The oil temperature data generated by the power transformer is a time series sequence. The forecast of oil temperature inside transformer is in nature a time series prediction. Time series forecast analysis is a kind of complex prediction modeling method. It predicts the data information of the event in the future from the event data generated in the past. The time series models rely on the sequence of events. If the order of values of the input changes, the forecast results of model are variable [11], which usually leads to low prediction accuracy of the above prediction method. Today, deep learning methods are widely used in various fields, and time series prediction tasks are no exception. Many DNN models perform much better simple machine learning methods. These deep neural networks (DNN) models include short-term and long-term memory network (LSTM) [12, 13] and gated recurrent unit (GRU) [13]. Three gates exist inside LSTM structure, and they are inputting gate controlling input value, forgetting gate control memory value and output gate controlling output value, respectively. GRU is a new version of LSTM network. Inside the structure of GRU, there exist two kinds of gates and they are updating gate and resetting gate. GRU has simpler structure and better effect than LSTM network, so it is a commonly used network. GRU can also solve the long dependency problem in founded in RNN networks. A major feature of GRU [13] is that it can perform prediction based on historical and current values accurately, which makes it more appropriate to deal with power transformer oil temperature time series prediction problems.
The rest of the paper contains 3 sections. In Section 2, we have a brief description of the RNN, LSTM and GRU algorithms and theories related to our research. In Section 3, we verify our method by the experiments on the dataset of the oil temperature of the transformers in the two regions. In Section 4, we summarize our work and discuss some ideas about improvements of our future work.

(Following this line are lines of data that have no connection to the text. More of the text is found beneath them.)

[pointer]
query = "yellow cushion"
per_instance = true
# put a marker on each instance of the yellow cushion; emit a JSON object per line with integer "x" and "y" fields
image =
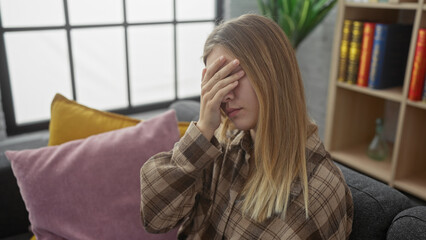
{"x": 71, "y": 120}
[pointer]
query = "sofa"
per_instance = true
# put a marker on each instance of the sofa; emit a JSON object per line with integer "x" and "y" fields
{"x": 380, "y": 212}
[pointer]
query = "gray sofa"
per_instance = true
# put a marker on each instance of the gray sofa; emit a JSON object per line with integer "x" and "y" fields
{"x": 380, "y": 212}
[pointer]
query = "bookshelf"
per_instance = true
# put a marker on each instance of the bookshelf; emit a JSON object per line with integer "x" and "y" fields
{"x": 352, "y": 109}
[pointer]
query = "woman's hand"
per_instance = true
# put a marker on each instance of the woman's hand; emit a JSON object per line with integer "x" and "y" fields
{"x": 218, "y": 80}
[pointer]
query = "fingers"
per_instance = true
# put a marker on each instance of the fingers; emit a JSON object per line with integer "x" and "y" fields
{"x": 224, "y": 82}
{"x": 220, "y": 94}
{"x": 213, "y": 68}
{"x": 211, "y": 78}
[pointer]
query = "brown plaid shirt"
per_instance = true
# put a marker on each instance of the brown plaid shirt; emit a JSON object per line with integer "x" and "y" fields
{"x": 197, "y": 185}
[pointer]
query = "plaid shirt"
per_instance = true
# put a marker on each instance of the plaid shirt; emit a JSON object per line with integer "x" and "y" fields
{"x": 197, "y": 184}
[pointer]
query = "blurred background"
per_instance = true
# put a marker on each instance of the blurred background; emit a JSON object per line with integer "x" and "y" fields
{"x": 124, "y": 56}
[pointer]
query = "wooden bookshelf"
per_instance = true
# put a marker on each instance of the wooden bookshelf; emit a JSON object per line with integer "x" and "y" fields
{"x": 352, "y": 110}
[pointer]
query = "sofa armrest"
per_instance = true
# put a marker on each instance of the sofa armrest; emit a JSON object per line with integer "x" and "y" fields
{"x": 409, "y": 224}
{"x": 14, "y": 216}
{"x": 375, "y": 205}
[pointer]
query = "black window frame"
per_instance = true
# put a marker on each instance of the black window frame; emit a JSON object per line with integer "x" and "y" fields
{"x": 12, "y": 128}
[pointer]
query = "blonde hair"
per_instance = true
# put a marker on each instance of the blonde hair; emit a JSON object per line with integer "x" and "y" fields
{"x": 268, "y": 60}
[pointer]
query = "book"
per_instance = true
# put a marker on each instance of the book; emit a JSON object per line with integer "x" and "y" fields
{"x": 365, "y": 57}
{"x": 424, "y": 91}
{"x": 419, "y": 67}
{"x": 389, "y": 55}
{"x": 344, "y": 50}
{"x": 354, "y": 52}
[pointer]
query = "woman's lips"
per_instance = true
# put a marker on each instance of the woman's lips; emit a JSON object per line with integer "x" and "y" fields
{"x": 231, "y": 112}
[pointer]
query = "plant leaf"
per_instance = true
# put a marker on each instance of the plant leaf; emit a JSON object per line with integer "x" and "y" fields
{"x": 303, "y": 14}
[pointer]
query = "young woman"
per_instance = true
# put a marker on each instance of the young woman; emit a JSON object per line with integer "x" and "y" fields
{"x": 265, "y": 173}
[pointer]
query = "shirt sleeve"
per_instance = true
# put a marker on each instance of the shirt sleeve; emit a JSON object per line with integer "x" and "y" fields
{"x": 170, "y": 181}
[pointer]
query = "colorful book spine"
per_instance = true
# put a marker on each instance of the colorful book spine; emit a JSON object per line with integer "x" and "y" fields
{"x": 344, "y": 50}
{"x": 354, "y": 52}
{"x": 419, "y": 67}
{"x": 378, "y": 49}
{"x": 389, "y": 55}
{"x": 424, "y": 91}
{"x": 366, "y": 50}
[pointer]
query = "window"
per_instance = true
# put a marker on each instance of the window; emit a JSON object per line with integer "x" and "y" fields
{"x": 124, "y": 56}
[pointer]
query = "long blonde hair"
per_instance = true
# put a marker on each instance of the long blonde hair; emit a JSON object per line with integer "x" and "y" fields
{"x": 268, "y": 59}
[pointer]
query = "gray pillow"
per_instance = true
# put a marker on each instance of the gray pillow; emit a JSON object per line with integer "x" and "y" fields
{"x": 186, "y": 110}
{"x": 409, "y": 224}
{"x": 375, "y": 205}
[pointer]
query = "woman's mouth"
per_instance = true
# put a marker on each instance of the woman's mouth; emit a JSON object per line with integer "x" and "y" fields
{"x": 232, "y": 112}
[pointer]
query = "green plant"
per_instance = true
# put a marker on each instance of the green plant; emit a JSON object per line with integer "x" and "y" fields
{"x": 296, "y": 17}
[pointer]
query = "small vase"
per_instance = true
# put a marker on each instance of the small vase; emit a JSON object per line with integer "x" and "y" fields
{"x": 378, "y": 148}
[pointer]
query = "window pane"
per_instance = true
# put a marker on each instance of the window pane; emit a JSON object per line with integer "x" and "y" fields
{"x": 151, "y": 63}
{"x": 195, "y": 10}
{"x": 190, "y": 42}
{"x": 39, "y": 67}
{"x": 83, "y": 12}
{"x": 100, "y": 72}
{"x": 30, "y": 13}
{"x": 145, "y": 11}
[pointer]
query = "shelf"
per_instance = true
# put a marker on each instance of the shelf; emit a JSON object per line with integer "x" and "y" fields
{"x": 393, "y": 94}
{"x": 417, "y": 104}
{"x": 357, "y": 158}
{"x": 415, "y": 185}
{"x": 412, "y": 6}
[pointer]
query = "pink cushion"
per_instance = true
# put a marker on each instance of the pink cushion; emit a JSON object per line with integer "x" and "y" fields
{"x": 90, "y": 188}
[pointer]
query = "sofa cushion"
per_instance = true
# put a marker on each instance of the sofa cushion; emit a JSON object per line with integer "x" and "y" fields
{"x": 71, "y": 120}
{"x": 409, "y": 224}
{"x": 89, "y": 188}
{"x": 375, "y": 205}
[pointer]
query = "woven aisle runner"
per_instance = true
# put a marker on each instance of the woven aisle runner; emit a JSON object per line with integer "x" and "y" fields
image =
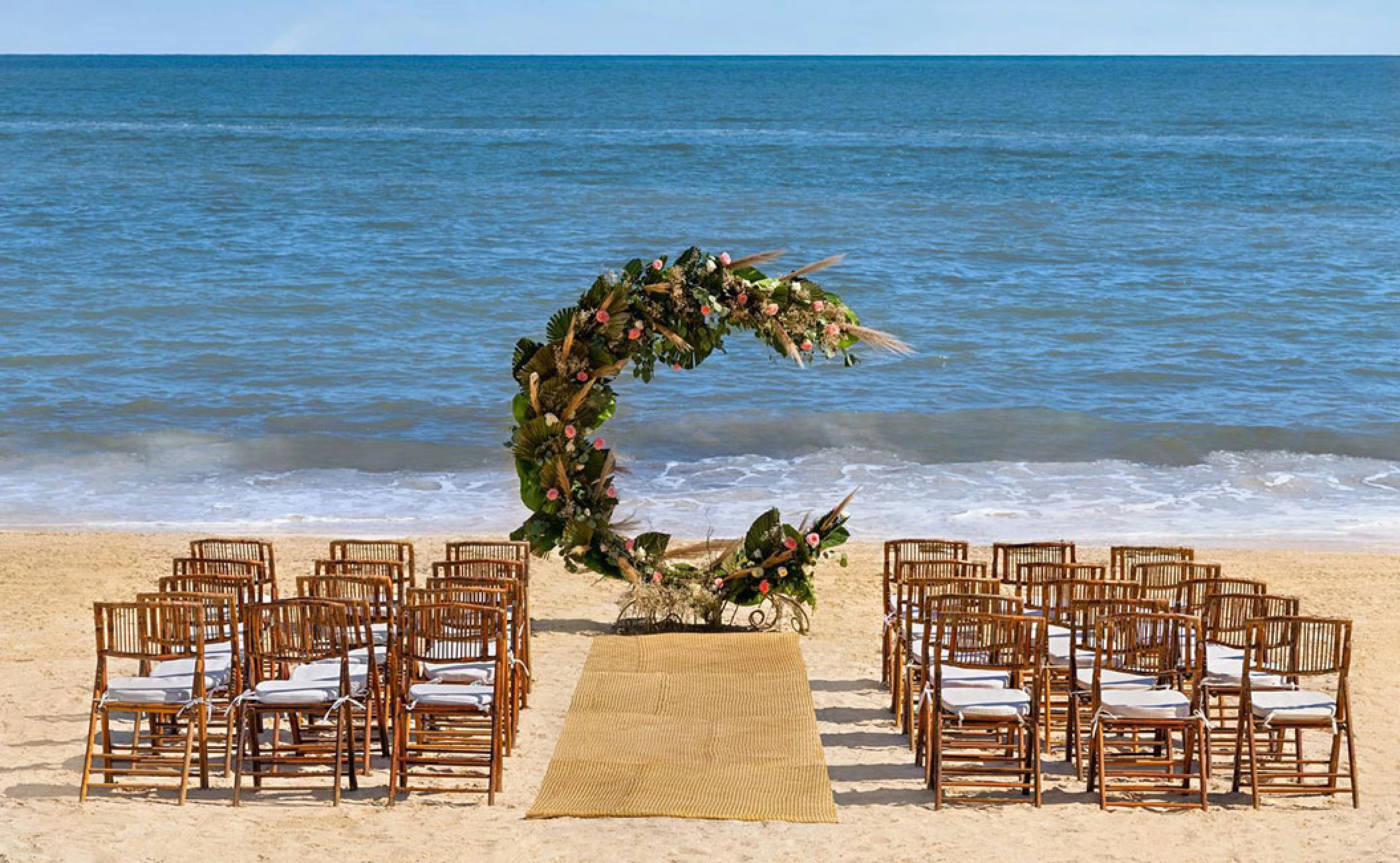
{"x": 691, "y": 726}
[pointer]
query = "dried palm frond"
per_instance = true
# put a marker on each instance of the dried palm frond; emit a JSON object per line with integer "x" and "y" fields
{"x": 579, "y": 400}
{"x": 881, "y": 341}
{"x": 812, "y": 268}
{"x": 758, "y": 258}
{"x": 604, "y": 474}
{"x": 566, "y": 348}
{"x": 786, "y": 341}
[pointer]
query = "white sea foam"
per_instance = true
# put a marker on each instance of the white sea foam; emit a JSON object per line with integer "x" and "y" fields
{"x": 1229, "y": 498}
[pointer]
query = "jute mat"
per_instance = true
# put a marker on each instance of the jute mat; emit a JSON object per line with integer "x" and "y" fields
{"x": 691, "y": 726}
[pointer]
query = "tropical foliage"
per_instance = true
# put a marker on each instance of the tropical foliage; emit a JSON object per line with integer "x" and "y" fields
{"x": 669, "y": 315}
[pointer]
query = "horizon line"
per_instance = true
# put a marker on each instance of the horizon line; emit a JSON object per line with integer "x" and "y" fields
{"x": 660, "y": 56}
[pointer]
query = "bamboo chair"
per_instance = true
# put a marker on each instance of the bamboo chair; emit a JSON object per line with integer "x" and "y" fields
{"x": 257, "y": 551}
{"x": 1085, "y": 621}
{"x": 1193, "y": 593}
{"x": 916, "y": 579}
{"x": 518, "y": 617}
{"x": 1123, "y": 558}
{"x": 223, "y": 659}
{"x": 388, "y": 551}
{"x": 1009, "y": 556}
{"x": 151, "y": 635}
{"x": 982, "y": 739}
{"x": 490, "y": 593}
{"x": 374, "y": 610}
{"x": 1034, "y": 583}
{"x": 1135, "y": 732}
{"x": 397, "y": 574}
{"x": 1227, "y": 621}
{"x": 234, "y": 569}
{"x": 1296, "y": 649}
{"x": 919, "y": 684}
{"x": 1162, "y": 579}
{"x": 300, "y": 667}
{"x": 498, "y": 575}
{"x": 450, "y": 734}
{"x": 898, "y": 552}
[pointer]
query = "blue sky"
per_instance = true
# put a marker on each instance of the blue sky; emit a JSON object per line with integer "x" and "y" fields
{"x": 936, "y": 27}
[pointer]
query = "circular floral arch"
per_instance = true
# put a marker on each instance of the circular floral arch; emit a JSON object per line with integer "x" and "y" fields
{"x": 671, "y": 315}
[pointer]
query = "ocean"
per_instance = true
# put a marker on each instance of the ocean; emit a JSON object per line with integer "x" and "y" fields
{"x": 1151, "y": 299}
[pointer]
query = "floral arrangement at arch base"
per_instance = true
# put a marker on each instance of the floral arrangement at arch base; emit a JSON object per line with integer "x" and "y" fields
{"x": 669, "y": 315}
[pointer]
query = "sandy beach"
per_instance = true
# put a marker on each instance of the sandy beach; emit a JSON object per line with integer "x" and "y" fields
{"x": 49, "y": 582}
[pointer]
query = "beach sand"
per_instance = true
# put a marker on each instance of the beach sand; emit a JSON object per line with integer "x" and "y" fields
{"x": 51, "y": 580}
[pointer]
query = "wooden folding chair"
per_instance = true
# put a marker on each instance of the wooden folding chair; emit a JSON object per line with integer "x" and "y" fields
{"x": 1227, "y": 623}
{"x": 985, "y": 740}
{"x": 1296, "y": 649}
{"x": 301, "y": 673}
{"x": 918, "y": 681}
{"x": 449, "y": 734}
{"x": 1144, "y": 695}
{"x": 1123, "y": 558}
{"x": 1164, "y": 579}
{"x": 258, "y": 551}
{"x": 918, "y": 579}
{"x": 1009, "y": 556}
{"x": 167, "y": 642}
{"x": 902, "y": 551}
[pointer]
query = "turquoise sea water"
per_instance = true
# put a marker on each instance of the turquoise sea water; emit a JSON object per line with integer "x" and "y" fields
{"x": 1150, "y": 297}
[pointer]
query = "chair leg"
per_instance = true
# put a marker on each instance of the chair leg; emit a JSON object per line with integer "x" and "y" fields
{"x": 1352, "y": 765}
{"x": 87, "y": 754}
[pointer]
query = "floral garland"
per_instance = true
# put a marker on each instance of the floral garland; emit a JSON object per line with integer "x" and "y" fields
{"x": 675, "y": 315}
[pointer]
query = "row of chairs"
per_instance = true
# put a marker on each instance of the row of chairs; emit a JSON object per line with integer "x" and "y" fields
{"x": 289, "y": 688}
{"x": 1147, "y": 668}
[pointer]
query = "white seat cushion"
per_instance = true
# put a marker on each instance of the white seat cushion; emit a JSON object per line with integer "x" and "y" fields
{"x": 976, "y": 678}
{"x": 461, "y": 673}
{"x": 1294, "y": 705}
{"x": 1221, "y": 652}
{"x": 1115, "y": 680}
{"x": 174, "y": 690}
{"x": 975, "y": 702}
{"x": 451, "y": 695}
{"x": 1146, "y": 704}
{"x": 216, "y": 670}
{"x": 1231, "y": 673}
{"x": 299, "y": 692}
{"x": 331, "y": 671}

Recurrent neural network(RNN) is different from the traditional feed-forward neural network (FNN). The RNN can process the relationship between the input data before and after the time. In the traditional neural network models, the input data starts from the input layer, through the hidden layers, and at last to the output layer. All of the layers are fully linked, but the nodes in the middle of each layer are not linked. The traditional neural networks can not solve certain problems [13]. For example, it is necessary to predict each word inside a sentence. The next word in the sentence depends on the previous word. However, the words after and before the sentence are not independent, and there is a connection between the words. For a sequence, the output of the RNN will depend on the previous output value. The specific fact is that the existing output in the RNN will remember the previous data and utilize the memorized information in the current input value. Every node in the hidden layer is linked. At the same time, the hidden layer’s input contains the input value at the existing moment and the output value at the previous moment. The typical recurrent neural network structure is depicted in Figure 2. The gradient of standard recurrent neural network will disappear when the error is propagated back. To solve the gradient vanishing problem, we usually choose to use its variant models, such as LSTM [15, 16] and GRU [17]. The structure of the standard recurrent neural network is simple. Figure 3 is the internal structure diagram of the standard RNN. The status value of the neuron at moment t is decided by the status value of the previous moment and the hyperbolic tangent function value of the network input at moment t. This value will not only be used as the output of the existing neuron, but also enter the next neuron as the status value at moment t. It is difficult for the network to remember the information for a quite long range time, and can not judge the “useful” and “useless” of the input signal and the last neuron state value. When the time interval is increasing, LSTM and GRU can resolve the issue that it is very difficult for standard RNN to learn the long-distance dependency in the input sequence.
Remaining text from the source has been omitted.